小人喻利君喻義,人見財白黑了眼,狗咬狗兒毛一嘴,鷸蚌相爭誰得利?
野火燒樓殺巡按,通天怒火降晉江,吊民伐罪溯國法,殺一儆百懾天下!
“郝家有個合伙人叫懷禮,是郝昌興起家時候的合伙人。
這個懷禮喜歡dubo,有幾次到澳港dubo,輸了錢被澳港的疊碼仔扣押,打電話喊郝昌興去搭救。
結果這個懷禮屢教不改,后來一次郝昌興就拒絕搭救,懷禮不得已,抵押了自己在港城的房產才得以脫身。
回來后,郝昌興要求懷禮離開遠華公司,懷禮則稱公司有他三成股份,結果二人鬧翻了臉,郝昌興把懷禮趕了出去。
懷禮在福省自立門戶,做同樣的生意,結果被郝昌興打壓,不得已出走香港,心中就有了記恨,就把郝家zousi的材料舉報了上去!
上面看到郝昌興zousi的證據,極為震怒。
于是郝家便被上面盯上了,派了個調查組過來,一行一共五個人常駐晉江調查。
沒想到郝家膽子這么大,居然一把火,把一個賓館都燒了,奇怪的是,就只單單燒死了這五個人!”
老林娓娓道來。
“嗯!
不過這件事跟我們有牽扯沒?”
路遙問道。
“還是你頭腦清楚,當時跟我們聯系西藥化學原材料的,正是這個懷禮!
不過我們的程序和手續都合法,還有地方zhengfu給我們把關,所以也沒啥太壞的聯系。”
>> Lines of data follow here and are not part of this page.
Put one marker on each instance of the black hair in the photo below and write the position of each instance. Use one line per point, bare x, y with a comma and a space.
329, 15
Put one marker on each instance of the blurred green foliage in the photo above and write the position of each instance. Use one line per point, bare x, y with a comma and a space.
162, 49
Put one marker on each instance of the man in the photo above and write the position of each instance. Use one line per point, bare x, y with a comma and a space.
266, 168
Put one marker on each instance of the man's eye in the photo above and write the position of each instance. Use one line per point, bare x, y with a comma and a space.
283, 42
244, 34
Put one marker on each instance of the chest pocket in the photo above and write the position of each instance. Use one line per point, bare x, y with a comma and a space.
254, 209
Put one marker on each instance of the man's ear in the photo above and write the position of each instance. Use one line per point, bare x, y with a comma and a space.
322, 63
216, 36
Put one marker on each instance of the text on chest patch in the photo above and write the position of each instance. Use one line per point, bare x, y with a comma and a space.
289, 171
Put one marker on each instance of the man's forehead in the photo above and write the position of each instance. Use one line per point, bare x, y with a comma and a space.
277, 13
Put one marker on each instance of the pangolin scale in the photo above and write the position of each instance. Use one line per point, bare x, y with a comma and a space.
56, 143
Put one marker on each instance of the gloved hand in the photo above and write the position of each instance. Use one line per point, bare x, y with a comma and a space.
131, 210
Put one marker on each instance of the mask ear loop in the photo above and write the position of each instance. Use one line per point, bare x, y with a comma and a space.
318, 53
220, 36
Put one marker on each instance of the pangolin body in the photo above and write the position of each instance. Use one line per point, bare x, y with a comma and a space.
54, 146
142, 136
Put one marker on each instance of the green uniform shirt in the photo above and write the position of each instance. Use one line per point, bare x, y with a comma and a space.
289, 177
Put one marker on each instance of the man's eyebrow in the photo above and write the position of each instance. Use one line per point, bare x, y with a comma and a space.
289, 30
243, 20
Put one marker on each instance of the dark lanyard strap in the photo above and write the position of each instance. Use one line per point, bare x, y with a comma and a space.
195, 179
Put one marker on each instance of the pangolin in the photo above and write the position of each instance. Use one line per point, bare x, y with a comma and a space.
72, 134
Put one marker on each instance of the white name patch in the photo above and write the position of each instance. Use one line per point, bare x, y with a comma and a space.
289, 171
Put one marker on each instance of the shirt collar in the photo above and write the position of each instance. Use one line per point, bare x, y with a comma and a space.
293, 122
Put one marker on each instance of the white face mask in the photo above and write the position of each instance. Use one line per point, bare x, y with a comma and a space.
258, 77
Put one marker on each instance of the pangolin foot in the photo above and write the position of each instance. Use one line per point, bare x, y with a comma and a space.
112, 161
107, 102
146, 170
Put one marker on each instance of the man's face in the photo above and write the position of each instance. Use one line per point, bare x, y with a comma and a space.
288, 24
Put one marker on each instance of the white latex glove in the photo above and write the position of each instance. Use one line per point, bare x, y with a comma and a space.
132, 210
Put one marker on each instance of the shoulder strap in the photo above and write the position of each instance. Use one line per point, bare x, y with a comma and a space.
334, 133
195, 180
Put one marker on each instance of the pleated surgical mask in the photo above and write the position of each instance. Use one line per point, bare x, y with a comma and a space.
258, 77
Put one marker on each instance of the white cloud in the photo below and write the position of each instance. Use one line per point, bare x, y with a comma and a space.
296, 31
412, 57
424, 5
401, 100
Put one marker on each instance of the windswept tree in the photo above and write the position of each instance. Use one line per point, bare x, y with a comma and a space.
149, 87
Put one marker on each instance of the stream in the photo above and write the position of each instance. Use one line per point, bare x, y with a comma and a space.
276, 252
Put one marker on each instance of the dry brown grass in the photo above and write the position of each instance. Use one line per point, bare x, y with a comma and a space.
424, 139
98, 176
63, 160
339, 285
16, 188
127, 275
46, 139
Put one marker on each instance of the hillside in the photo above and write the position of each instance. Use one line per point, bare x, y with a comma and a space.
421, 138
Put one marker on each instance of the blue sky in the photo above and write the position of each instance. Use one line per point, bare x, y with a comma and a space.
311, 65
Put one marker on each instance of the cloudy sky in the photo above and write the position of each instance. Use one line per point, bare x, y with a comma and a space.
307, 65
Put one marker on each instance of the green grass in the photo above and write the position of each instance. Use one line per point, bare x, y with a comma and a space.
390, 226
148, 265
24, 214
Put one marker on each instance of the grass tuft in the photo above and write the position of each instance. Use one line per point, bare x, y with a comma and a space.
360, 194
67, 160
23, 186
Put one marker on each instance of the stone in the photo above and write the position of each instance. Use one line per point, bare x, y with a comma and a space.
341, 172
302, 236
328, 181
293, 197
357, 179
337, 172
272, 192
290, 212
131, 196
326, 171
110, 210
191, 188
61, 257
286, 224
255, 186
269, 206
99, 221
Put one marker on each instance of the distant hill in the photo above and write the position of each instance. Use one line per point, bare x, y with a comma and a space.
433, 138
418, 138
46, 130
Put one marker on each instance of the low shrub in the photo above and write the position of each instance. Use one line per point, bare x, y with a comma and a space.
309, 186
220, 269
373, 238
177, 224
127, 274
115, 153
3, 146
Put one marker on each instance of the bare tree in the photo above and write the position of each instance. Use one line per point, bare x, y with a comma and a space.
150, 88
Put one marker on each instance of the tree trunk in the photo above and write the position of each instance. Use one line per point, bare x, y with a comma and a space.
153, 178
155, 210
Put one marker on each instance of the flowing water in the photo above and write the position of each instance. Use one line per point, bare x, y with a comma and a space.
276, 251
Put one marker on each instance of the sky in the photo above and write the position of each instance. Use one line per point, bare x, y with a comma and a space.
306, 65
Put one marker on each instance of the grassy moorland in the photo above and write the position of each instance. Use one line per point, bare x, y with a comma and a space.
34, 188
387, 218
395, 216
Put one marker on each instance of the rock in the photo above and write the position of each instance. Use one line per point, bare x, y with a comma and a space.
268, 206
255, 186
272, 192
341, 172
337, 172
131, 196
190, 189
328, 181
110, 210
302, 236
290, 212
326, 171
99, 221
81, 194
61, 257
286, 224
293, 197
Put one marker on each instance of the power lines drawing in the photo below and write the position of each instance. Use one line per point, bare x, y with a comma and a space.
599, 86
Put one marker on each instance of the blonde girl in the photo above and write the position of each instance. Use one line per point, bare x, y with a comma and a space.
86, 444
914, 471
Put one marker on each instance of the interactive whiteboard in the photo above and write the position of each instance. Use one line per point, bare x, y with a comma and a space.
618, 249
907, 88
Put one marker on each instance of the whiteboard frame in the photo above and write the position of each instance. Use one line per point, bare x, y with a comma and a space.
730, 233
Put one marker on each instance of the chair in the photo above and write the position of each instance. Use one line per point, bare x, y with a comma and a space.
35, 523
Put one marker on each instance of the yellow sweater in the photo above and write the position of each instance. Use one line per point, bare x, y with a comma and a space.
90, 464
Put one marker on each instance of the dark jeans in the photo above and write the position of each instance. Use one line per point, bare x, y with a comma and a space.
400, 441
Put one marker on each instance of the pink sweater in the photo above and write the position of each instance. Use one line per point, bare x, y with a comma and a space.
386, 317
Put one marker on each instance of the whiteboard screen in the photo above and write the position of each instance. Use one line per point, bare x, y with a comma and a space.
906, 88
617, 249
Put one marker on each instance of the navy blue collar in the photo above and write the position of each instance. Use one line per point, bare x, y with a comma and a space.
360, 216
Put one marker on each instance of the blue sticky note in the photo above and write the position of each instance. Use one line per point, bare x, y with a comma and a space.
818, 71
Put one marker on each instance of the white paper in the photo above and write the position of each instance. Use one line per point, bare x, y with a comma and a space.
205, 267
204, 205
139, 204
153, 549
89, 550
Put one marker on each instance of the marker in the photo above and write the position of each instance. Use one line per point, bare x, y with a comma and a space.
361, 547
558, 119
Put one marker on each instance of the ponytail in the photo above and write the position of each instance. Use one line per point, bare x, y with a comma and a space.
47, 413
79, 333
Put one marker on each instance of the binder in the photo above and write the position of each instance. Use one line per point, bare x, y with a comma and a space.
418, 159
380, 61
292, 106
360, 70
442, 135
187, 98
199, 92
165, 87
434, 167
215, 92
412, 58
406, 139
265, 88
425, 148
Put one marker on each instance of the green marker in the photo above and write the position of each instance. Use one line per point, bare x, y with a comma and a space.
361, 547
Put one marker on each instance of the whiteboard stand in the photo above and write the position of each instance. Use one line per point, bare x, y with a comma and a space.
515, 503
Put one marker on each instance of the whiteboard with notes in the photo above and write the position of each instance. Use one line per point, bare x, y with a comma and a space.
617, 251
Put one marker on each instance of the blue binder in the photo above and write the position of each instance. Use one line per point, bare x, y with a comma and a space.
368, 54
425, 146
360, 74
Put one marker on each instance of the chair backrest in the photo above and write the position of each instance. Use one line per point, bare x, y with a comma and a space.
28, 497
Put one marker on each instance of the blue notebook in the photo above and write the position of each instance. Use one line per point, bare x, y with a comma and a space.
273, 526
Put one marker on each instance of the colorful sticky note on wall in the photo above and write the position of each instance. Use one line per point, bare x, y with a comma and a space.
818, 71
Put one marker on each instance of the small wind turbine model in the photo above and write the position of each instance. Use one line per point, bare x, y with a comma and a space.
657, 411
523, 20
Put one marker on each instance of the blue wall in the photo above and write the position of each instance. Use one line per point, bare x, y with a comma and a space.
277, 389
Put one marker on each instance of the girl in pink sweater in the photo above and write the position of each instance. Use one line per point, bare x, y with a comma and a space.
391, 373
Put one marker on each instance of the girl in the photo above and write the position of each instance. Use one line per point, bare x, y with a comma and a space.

“老林,這事不能大意了,想一下,有沒有什么漏掉的關聯,要提前做好準備1”
“嗯,我考慮了下,上面調查的話,應該會追查到我們收購原材料的事。
不過我們手續合法,有合法外觀,而且對他們的違法不知情,符合善意取得。”
“嗯,那就把相關的手續和來往的賬目準備好,有調查的人來,就如實上交。
其他的事我們不參與,如果有要緊的事,一定提前告訴我。我們一起想辦法。”
“好的,放心吧。”
路遙掛了電話,給樊瑤打過去!
“姐姐,郝家出事了,我們這邊買過他們貨物,情況以前跟你都說過,這件事還有沒有其它風險是我沒考慮到的,幫我參謀下!”
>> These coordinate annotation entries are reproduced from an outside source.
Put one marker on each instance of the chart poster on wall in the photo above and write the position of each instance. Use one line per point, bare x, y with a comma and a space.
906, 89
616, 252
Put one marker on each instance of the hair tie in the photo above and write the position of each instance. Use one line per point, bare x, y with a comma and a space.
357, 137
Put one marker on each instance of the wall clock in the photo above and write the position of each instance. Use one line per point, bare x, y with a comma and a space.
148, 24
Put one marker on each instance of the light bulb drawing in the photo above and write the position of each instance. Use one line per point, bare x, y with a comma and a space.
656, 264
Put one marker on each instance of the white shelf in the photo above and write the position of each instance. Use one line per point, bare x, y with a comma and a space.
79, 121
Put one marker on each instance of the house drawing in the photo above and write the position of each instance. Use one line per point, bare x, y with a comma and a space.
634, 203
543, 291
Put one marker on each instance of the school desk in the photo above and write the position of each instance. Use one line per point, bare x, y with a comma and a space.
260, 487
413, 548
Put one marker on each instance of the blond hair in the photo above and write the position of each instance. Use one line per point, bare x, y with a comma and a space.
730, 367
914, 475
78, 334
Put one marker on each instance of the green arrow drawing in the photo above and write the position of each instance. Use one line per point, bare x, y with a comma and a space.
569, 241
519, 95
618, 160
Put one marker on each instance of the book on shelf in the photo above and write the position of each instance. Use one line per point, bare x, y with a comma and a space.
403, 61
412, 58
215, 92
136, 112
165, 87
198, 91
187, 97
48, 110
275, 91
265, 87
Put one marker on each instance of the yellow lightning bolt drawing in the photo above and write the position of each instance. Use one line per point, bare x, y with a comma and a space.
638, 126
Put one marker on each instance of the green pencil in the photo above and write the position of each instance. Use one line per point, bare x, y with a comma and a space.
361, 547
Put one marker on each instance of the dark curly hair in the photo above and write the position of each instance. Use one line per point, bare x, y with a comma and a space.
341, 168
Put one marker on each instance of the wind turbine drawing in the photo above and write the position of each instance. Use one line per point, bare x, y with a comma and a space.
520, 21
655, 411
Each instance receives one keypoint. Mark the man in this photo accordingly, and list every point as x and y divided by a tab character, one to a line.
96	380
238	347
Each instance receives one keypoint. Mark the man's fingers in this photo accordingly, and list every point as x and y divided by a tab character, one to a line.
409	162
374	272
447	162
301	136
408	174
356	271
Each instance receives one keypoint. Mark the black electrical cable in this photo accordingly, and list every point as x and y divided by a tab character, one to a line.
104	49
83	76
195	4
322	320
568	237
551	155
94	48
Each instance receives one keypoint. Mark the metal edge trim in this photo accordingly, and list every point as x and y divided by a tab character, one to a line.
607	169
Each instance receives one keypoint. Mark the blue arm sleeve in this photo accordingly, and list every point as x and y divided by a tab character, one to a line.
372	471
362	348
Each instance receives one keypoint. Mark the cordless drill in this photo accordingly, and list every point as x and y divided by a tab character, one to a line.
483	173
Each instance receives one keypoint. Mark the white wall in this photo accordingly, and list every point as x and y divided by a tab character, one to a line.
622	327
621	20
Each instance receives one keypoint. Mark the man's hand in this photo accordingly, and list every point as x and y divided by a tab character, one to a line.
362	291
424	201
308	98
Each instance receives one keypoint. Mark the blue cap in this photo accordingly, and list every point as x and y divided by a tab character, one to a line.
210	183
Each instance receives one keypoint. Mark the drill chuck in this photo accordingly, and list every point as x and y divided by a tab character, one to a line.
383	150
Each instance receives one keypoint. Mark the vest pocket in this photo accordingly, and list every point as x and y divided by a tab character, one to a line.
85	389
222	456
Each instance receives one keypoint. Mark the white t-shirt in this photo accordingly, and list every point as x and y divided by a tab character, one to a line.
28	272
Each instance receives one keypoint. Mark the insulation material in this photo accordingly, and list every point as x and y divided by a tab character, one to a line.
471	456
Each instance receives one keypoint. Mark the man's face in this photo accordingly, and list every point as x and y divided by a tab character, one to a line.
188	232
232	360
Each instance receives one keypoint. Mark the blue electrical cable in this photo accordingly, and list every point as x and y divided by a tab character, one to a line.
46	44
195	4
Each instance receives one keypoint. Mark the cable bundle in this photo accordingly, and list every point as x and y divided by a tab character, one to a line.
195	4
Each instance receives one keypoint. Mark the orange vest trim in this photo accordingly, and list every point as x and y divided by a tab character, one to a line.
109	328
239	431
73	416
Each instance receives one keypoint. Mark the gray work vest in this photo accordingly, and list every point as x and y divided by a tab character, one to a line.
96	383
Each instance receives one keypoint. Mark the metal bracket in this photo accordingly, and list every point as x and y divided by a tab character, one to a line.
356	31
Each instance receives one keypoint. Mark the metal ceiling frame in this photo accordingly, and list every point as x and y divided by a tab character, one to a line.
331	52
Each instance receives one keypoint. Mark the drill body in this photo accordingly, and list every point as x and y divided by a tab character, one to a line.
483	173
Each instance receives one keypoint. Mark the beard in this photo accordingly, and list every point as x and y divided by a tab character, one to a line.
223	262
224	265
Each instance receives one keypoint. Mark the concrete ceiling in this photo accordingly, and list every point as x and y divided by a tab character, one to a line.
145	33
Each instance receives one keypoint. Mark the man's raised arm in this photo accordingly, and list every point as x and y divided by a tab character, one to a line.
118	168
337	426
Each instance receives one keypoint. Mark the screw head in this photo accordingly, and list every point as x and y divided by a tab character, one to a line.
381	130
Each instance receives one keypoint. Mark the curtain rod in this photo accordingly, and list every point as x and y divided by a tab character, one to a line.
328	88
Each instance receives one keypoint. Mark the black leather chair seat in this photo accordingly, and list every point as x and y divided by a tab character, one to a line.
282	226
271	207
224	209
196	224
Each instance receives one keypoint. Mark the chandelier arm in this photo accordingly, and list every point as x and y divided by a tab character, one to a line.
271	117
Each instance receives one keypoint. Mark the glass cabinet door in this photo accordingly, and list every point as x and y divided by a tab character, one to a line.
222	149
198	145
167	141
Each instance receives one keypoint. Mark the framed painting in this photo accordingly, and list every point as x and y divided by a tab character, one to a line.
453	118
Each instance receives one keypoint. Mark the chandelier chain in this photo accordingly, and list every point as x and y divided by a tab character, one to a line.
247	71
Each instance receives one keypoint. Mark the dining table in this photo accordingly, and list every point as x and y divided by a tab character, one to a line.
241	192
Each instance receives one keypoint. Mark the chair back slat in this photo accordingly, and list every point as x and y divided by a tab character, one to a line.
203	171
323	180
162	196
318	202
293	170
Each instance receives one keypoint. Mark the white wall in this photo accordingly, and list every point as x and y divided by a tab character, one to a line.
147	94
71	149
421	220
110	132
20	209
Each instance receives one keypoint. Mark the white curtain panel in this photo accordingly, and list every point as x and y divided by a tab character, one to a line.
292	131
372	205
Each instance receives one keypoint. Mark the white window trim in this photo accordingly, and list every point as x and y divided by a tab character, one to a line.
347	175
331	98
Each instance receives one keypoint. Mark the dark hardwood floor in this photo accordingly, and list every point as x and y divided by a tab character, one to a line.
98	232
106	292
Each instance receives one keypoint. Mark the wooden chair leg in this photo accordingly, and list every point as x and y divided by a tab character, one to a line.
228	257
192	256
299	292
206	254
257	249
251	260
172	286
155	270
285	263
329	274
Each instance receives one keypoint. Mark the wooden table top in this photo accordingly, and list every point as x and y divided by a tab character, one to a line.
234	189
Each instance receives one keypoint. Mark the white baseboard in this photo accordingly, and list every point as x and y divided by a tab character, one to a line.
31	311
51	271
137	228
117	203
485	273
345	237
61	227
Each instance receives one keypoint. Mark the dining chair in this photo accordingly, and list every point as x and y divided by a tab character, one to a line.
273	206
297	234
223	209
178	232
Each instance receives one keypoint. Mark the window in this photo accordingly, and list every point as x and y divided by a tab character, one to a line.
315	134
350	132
“這事我知道,沒問題的,火不會燒到我們,和我們無關。
我們這樣的大商,和他們這種大商,有交集是在所難免的,所以執法部門會考慮到營商環境和社會影響,只要大體上不違法,有些瑕疵也沒事,不會影響到我們生產,說明情況配合調查就行了。”
“郝家下一步會怎么樣?”
“我和顧晏爸爸剛還在聊這個事,這個事本來能大能小的!
最妥善的處理方法是危機公關,一般是找到懷禮,談妥價格付個封口費用;
zf這邊嘛,態度好點,避重就輕的上下打點一番,謹小慎微的切除違法業務。
他們家和地方zhengfu,至少到省級層面,一定都是有首尾的,關系肯定是密切的。
所以只要從最上面處理好這件事,就算過關了。
而他們家失心瘋了,直接一把火燒的干凈。
失火這件事估計是查不清了,殺頭的事,他們既然敢做,基本上都不會留證據。
火情分析已經定性了,說是失火。定性為火災事故,頂多處理幾個人,賠點錢。
對他們家而,賠點錢算什么。”
“嗯,是的。”
“你知不知道這件事最蹩腳的地方在哪里?”
樊瑤話鋒一轉,欲要提點路遙,說道。
“放火的手段惡劣!”
“嗯,這是其一。
郝家雖然家大業大,和地方官場和領導層首尾密切,都是既得利益者,相互受益豐厚,一定是‘護官符’,一榮俱榮,一損俱損!在地方上不可能動得了他們家。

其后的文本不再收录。